Posted October 24, 2014

- - 1) Sixty percent of personal loans originated by OneMain are actually roll-overs and another fifteen percent are made to former borrowers. While the latter hints of customer satisfaction, the former is a warning flag for future regulatory attention. If that many borrowers are rolling over to a new loan term, then how many are actually renewing more than once? How many people are spending more than ten years indebted to Citi's OneMain Financial unit?  The company appears to have systems in place designed to generate more renewals: "Renewals are primarily generated through our branch lead management system and supported by marketing campaigns."
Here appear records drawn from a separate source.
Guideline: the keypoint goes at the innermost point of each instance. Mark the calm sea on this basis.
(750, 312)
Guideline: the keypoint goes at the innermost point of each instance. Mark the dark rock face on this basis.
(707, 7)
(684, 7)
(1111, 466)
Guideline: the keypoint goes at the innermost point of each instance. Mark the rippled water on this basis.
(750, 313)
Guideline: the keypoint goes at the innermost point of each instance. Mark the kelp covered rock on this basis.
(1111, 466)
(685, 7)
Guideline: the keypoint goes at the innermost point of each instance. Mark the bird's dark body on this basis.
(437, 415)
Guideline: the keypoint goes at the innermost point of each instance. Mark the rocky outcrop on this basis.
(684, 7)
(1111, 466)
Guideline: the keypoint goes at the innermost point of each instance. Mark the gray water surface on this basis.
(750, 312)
2) More than one in five of their loans are secured by an automobile. 

3) Sixty-five percent of their borrowers opt to purchase credit insurance.  OneMain offers insurance from Citi Assurant Services. The plaintiff in a lawsuit filed in West Virginia says that loss ratios on credit insurance sold by OneMain ranged from fifteen to twenty-five percent over a fourteen-year period.  
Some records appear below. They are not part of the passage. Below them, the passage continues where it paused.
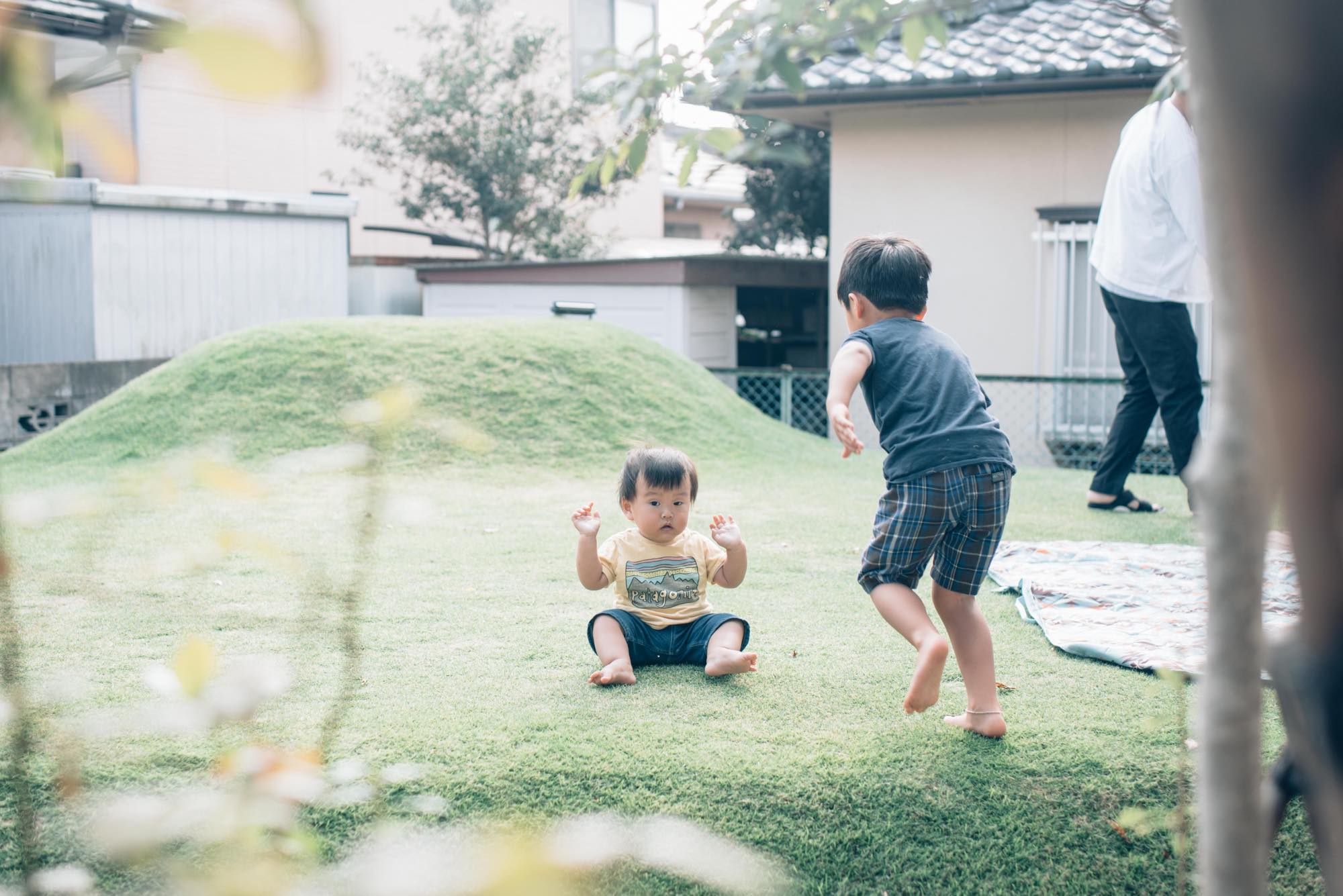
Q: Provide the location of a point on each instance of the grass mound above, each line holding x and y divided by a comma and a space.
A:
543, 391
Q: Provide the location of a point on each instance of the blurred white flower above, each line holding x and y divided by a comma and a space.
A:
428, 804
64, 687
347, 770
179, 561
62, 879
409, 510
410, 863
668, 843
402, 773
131, 826
30, 510
162, 681
351, 795
323, 460
245, 685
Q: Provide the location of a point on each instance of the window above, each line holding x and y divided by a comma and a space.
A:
1084, 336
683, 230
602, 26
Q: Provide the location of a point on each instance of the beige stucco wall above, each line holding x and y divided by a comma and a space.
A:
193, 134
712, 223
964, 180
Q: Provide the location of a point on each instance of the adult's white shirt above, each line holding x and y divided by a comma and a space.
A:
1150, 242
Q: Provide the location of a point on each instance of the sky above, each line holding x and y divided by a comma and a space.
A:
678, 23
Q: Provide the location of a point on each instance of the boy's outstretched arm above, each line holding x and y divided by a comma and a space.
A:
588, 521
847, 372
725, 530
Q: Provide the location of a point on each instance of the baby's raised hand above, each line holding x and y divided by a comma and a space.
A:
586, 519
725, 530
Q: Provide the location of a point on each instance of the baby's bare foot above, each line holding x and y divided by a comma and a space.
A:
927, 682
614, 673
727, 662
988, 725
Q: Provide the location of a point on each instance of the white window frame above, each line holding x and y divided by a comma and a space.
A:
577, 63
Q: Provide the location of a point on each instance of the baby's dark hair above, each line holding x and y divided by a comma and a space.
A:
660, 467
891, 271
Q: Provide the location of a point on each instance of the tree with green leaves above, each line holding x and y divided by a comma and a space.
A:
789, 189
477, 137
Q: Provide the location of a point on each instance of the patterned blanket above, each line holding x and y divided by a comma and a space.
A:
1138, 605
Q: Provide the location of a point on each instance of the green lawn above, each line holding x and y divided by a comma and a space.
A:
476, 659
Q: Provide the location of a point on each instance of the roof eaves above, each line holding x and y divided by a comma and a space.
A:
956, 90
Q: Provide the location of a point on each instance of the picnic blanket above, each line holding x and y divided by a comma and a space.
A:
1138, 605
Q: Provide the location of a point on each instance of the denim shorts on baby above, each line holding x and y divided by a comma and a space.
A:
953, 517
684, 643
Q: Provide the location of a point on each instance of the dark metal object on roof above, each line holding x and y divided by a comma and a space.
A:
436, 238
1007, 47
132, 23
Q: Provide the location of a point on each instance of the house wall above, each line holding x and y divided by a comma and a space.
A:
166, 281
383, 289
193, 133
46, 283
699, 322
100, 272
964, 180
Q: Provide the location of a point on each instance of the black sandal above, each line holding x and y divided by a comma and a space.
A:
1122, 503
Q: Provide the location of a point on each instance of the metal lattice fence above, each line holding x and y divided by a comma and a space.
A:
1052, 421
797, 397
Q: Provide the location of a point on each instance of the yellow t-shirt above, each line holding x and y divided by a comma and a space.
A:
661, 584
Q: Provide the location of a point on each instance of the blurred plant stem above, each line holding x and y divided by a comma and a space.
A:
353, 597
21, 724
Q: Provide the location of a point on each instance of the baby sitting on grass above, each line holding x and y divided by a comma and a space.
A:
661, 573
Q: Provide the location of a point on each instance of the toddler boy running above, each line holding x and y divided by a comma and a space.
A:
949, 471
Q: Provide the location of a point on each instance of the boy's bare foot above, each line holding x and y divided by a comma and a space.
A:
927, 682
988, 725
614, 673
729, 662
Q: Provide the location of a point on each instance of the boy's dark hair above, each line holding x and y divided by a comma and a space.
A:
891, 271
660, 467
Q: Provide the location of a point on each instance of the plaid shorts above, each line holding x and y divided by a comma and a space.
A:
954, 517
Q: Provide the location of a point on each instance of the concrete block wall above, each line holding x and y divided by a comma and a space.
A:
37, 397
4) The average amount of a loan in their portfolio at the end of June 30th was $6,189, with an average term of 5.1 years. With an average income of $45,000, the typical borrower has a DTI of 4.7 percent.
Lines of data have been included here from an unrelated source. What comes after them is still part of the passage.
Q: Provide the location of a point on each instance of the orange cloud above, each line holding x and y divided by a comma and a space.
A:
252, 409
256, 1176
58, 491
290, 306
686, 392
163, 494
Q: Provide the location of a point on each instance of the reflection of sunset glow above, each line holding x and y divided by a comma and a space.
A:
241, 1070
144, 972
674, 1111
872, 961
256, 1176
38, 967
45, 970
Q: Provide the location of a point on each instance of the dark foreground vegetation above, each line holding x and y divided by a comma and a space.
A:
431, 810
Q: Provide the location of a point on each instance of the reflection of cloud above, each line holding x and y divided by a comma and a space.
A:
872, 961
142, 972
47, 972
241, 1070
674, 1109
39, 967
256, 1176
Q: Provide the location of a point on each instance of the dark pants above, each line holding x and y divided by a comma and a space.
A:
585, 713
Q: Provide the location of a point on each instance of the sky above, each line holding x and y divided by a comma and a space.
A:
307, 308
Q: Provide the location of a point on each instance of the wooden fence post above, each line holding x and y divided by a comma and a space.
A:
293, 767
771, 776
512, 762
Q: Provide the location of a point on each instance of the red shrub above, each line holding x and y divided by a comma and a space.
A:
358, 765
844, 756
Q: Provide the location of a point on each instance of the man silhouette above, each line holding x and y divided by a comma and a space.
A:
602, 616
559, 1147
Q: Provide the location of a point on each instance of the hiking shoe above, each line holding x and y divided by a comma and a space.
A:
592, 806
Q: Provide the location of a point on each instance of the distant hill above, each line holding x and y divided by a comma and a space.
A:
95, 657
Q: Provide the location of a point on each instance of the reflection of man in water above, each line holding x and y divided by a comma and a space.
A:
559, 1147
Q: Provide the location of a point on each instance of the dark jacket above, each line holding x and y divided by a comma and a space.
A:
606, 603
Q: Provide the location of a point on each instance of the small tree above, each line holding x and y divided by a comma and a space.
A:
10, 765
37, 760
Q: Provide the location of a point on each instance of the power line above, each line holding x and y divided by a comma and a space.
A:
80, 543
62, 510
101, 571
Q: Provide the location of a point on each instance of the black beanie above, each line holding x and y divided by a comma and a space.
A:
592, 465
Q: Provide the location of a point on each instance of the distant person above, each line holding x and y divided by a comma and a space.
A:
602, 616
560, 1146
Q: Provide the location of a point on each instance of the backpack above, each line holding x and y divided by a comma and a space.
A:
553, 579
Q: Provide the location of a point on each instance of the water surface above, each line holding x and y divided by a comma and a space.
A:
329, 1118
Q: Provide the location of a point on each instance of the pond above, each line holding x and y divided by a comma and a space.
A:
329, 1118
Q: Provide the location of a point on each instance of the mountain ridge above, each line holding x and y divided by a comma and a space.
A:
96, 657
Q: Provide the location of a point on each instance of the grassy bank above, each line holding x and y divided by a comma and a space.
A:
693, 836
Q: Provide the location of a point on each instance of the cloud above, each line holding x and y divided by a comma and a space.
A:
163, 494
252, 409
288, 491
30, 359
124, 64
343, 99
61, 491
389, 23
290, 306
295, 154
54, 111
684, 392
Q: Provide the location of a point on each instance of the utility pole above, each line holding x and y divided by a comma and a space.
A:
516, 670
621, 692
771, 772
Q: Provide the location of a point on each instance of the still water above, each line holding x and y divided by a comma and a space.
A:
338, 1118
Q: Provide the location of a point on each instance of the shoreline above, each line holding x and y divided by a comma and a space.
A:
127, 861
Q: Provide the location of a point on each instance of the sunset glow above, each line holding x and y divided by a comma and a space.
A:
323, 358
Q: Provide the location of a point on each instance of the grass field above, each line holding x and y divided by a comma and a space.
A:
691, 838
5) In a prior assignment, OneMain's Chief Risk Officer worked for The Associates. 

6) At the end of June, OneMain had $8.2 billion in personal loans on its balance sheet. More than $700 million of those were to borrowers living in North Carolina. The average credit score of their borrowers was 630. 

7) OneMain's overall cost of debt was 3.69 percent in 2013. In 2014, they issued two rounds of notes to investors with combined yields of 2.59 and 3.12 percent. 

About credit insurance

OneMain customers can buy credit life, credit disability, credit involuntary unemployment insurance along with home and auto club memberships.

A large share of the insurance sold through OneMain Financial and offered by Citi Assurant Services serves as a means of payment protection. While the insurance is purchased by the borrower, the benefits accrue to both borrower and lender. For a lender, the sale of credit insurance which is unrelated to a collateralization is actually a way to mitigate default risk. Although it isn't booked that way, those premiums are essentially a way to fund a loan loss reserve account. In its IPO, Citi says as much:

"CAS has historically provided a number of benefits to us, including: incremental returns derived from underwriting and investment income, incremental loss mitigation as a result of claims paid and back-up liquidity in the event of an adverse situation through utilization of excess surplus in the insurance companies." 

If Citi/OneMain could sell enough premiums to cover the entirety of their expected losses, then it would be a great deal. As it is, though, this is even better. If the plaintiff's loan loss ratio numbers are correct, then CAS can cover losses expected from four loans with the sale of every single credit insurance premium. With a loss ratio of 25 percent, then three in four sales is pure margin. With a loss ratio of 15 percent, there is pure margin on five of every six policies sold.